350913 Plantwide Dynamics and the Integration of Production Scheduling and Supervisory Process Control
Modern chemical and petrochemical plants make extensive use of material and energy recycling to improve operating economics and minimize their environmental footprint. Such process integration measures are introduced at the steady-state design stage; yet, they have a profound impact on process dynamics. Integration is at the origin of strong feedback interactions, which lead to the emergence of a complex, process-wide dynamic behavior that must be accounted for in controller design. In the first part of this presentation, the main dynamics and control challenges and solutions related to process integration will be reviewed. A control framework for integrated processes, consisting of a hierarchy of fast, distributed controllers at the unit level, and a supervisory controller addressing plant-wide objectives, as proposed in our previous work (Baldea and Daoutidis, Int. J. Robust Nonlin. Contr., in press; Baldea and Touretzky, Syst. Contr. Lett., 62, 723–731, 2013) will be presented.

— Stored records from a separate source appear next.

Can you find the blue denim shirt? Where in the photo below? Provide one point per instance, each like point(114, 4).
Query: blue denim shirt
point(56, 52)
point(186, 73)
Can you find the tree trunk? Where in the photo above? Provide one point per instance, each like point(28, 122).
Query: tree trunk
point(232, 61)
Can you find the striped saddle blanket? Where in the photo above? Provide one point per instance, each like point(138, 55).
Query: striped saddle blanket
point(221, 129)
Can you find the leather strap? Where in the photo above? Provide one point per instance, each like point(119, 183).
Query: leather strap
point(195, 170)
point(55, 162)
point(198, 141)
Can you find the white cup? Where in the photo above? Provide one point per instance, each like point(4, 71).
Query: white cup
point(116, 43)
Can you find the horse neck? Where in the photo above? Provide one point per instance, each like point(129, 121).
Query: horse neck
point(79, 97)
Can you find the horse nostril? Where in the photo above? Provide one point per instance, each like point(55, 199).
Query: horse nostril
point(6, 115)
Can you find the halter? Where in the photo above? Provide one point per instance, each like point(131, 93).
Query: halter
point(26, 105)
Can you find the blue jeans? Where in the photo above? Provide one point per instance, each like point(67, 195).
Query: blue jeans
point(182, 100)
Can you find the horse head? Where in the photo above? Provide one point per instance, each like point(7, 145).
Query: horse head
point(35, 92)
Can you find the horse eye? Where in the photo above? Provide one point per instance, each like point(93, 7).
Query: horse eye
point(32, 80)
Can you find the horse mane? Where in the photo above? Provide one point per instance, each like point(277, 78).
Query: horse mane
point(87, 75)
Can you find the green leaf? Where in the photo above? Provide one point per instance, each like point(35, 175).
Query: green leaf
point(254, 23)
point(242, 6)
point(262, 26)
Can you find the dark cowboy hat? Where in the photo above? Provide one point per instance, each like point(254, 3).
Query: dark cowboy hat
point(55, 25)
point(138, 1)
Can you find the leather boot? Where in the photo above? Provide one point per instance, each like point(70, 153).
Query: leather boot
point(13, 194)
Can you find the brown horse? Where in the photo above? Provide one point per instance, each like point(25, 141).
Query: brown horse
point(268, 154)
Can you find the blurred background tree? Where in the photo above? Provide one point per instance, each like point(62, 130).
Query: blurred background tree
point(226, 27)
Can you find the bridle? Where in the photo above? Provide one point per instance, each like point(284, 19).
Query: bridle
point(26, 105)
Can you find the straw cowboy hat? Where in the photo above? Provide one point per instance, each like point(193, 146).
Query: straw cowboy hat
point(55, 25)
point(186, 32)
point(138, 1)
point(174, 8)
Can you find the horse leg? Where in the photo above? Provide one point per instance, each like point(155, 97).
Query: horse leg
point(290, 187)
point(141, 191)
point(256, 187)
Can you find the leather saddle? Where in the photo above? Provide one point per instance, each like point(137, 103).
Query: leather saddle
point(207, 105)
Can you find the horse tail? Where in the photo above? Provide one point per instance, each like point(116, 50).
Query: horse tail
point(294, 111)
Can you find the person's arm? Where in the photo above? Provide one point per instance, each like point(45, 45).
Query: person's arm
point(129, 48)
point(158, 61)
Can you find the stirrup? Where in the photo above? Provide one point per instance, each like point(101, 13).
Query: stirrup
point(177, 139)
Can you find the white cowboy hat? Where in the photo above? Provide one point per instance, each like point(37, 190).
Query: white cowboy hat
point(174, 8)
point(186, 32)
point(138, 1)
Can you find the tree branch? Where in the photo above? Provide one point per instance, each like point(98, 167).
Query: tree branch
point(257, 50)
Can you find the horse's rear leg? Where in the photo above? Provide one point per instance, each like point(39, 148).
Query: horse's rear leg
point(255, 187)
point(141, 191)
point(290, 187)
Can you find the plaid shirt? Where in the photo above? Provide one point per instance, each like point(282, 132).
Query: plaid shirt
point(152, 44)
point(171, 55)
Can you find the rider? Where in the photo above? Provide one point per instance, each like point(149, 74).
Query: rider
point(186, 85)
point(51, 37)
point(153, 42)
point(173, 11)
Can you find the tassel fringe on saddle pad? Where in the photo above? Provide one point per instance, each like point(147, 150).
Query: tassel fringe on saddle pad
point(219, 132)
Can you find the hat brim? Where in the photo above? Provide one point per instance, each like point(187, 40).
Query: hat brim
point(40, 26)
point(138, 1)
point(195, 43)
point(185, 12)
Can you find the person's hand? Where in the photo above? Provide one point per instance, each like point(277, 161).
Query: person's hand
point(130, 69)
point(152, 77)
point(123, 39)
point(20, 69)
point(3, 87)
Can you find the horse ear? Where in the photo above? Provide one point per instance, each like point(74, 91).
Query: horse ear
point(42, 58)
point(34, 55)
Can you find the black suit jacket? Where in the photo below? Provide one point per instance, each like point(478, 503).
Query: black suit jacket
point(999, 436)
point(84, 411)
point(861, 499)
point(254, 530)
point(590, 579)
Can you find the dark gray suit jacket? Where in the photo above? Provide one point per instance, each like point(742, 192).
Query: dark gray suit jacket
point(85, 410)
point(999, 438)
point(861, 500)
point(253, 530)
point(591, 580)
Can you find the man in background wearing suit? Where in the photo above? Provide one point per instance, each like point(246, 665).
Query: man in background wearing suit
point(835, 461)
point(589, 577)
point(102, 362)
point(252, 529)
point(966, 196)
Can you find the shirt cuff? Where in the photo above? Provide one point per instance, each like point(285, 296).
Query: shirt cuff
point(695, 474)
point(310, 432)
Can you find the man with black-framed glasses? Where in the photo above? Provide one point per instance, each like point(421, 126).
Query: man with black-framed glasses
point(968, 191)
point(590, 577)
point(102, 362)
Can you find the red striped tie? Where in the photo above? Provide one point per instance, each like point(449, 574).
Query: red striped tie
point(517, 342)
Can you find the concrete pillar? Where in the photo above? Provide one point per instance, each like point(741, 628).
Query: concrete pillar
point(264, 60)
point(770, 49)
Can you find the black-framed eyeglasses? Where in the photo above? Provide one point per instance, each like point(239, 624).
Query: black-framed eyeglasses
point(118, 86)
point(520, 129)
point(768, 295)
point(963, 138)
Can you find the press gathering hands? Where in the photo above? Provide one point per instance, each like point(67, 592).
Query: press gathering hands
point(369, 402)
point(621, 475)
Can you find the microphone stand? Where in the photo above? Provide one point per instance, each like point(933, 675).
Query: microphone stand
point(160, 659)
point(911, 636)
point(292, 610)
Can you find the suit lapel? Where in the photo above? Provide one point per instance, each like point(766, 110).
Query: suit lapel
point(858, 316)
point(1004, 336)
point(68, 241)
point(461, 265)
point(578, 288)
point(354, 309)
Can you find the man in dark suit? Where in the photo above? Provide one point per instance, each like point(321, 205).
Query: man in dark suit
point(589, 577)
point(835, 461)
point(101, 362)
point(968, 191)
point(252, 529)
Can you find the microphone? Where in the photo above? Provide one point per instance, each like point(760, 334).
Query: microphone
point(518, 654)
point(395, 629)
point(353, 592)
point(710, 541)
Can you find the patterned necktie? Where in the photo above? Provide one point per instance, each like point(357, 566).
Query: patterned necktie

In the second part of our presentation, a connection will be established between supervisory control and the formulation and solution of the production scheduling problem. The aforementioned control results serve as the basis for deriving an explicit low-order model of the closed-loop process-wide dynamics, which is then utilized for formulating the scheduling problem as a dynamic mixed-integer optimization that is tractable in real-time. We show that this approach leads to economic improvements and significant computational cost savings over existing scheduling formulations, while preserving the closed-loop stability properties of the plant-wide control system. Implementations using existing supervisory control technology (e.g., model predictive control) and integration into enterprise resource planning (ERP) systems will be discussed.
Illustrative examples will be presented in support of the theoretical developments.